Local residents ride Mobike's shared bikes in Berlin, Germany. （Photo provided to chinadaily.com.cn）
Wang Xiaofeng, co-founder and CEO of China's leading bike-sharing company Mobike Technology, said there was no chance of merging with its major competitor Ofo Inc on Wednesday.
In his speech themed "the internationalization of Chinese enterprises" at the Year Ahead Summit hosted by Bloomberg Businessweek, Wang said Mobike has been focusing on product differentiation and users' emotional connections with the brand rather than a merger.
Wang believed there is no need to consider other things if a company can do a good job on two fronts - product differentiation and branding.
"Without a strong differentiation from similar products, the users will eventually abandon you," he said. "If an enterprise can make more efforts in improving its products and brand, it will win the favor of customers."

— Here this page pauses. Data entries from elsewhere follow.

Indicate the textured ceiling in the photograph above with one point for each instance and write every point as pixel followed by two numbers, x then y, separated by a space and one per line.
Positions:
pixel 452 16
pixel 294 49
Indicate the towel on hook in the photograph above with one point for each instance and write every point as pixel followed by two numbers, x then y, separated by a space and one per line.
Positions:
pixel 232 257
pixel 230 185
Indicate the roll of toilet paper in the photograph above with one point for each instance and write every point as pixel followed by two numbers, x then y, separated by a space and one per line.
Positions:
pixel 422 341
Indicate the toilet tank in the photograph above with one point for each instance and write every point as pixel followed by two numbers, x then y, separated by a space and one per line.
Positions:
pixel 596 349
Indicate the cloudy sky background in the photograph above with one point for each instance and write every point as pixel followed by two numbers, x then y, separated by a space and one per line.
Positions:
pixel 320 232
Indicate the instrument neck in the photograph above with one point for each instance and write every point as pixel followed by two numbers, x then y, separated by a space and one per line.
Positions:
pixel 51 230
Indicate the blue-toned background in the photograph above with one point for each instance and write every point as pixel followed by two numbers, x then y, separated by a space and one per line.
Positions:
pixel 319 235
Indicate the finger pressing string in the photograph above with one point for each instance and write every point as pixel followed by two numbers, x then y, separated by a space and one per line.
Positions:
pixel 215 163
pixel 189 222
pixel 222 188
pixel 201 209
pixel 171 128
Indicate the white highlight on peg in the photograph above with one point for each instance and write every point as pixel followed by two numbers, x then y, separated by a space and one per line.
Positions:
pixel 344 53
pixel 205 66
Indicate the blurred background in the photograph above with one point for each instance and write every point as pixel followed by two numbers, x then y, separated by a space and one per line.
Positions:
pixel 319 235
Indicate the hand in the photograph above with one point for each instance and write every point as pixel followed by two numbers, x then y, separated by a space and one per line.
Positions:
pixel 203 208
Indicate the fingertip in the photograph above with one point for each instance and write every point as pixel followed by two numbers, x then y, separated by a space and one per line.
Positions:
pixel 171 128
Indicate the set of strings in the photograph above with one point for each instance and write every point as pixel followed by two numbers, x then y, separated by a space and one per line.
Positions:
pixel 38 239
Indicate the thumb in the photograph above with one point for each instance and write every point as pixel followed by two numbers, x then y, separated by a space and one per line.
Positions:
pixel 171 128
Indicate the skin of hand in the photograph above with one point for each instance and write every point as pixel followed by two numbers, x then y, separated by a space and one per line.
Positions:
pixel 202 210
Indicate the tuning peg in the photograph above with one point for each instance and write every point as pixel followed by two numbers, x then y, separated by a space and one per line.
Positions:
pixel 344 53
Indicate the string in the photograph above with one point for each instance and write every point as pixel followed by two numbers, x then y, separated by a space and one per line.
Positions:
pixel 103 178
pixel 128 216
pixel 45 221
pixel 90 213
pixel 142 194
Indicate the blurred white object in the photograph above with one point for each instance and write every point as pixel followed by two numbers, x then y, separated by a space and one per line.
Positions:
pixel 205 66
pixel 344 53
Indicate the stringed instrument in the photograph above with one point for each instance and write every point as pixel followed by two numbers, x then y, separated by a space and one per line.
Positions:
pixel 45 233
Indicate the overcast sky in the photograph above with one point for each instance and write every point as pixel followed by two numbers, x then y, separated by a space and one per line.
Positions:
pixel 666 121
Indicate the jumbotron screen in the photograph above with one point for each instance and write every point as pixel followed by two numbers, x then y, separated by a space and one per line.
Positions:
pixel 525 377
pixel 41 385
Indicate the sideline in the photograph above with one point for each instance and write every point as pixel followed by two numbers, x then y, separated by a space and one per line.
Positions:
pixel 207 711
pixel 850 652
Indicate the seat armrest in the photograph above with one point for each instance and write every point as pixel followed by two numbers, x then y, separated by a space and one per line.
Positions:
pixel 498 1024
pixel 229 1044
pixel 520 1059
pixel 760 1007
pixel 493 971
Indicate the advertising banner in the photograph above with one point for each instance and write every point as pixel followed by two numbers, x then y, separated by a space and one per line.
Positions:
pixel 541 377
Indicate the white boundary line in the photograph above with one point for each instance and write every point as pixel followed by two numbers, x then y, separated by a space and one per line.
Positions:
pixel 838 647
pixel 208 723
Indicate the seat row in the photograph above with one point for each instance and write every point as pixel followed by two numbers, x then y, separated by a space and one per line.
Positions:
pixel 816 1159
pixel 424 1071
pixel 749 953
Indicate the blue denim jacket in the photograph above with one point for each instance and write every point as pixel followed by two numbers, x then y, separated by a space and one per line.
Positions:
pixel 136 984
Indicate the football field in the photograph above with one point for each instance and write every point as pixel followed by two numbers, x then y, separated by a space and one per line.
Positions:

"People mention mergers a lot because these two things are not perfectly done by the companies, therefore they are not able to survive independently," he added.
In September, Zhu Xiaohu, founder of GSR Ventures — who have led investments in Ofo — proposed a merger between Ofo and Mobike, as the two companies have secured a combined 95 percent of the Chinese bike-sharing market.
Zhu said a merger was the only way to make profits.
Competition between Mobike and Ofo has been fierce, and both have made ambitious global expanding plans.
With 700 bikes launched in Berlin on Nov 22, Mobike has expanded to 200 cities in 12 countries worldwide, according to Wang.
On Wednesday, Ofo announced an agreement has been reached and its shared bikes are being transported to India. The company has entered 19 countries so far, according to Xinhua.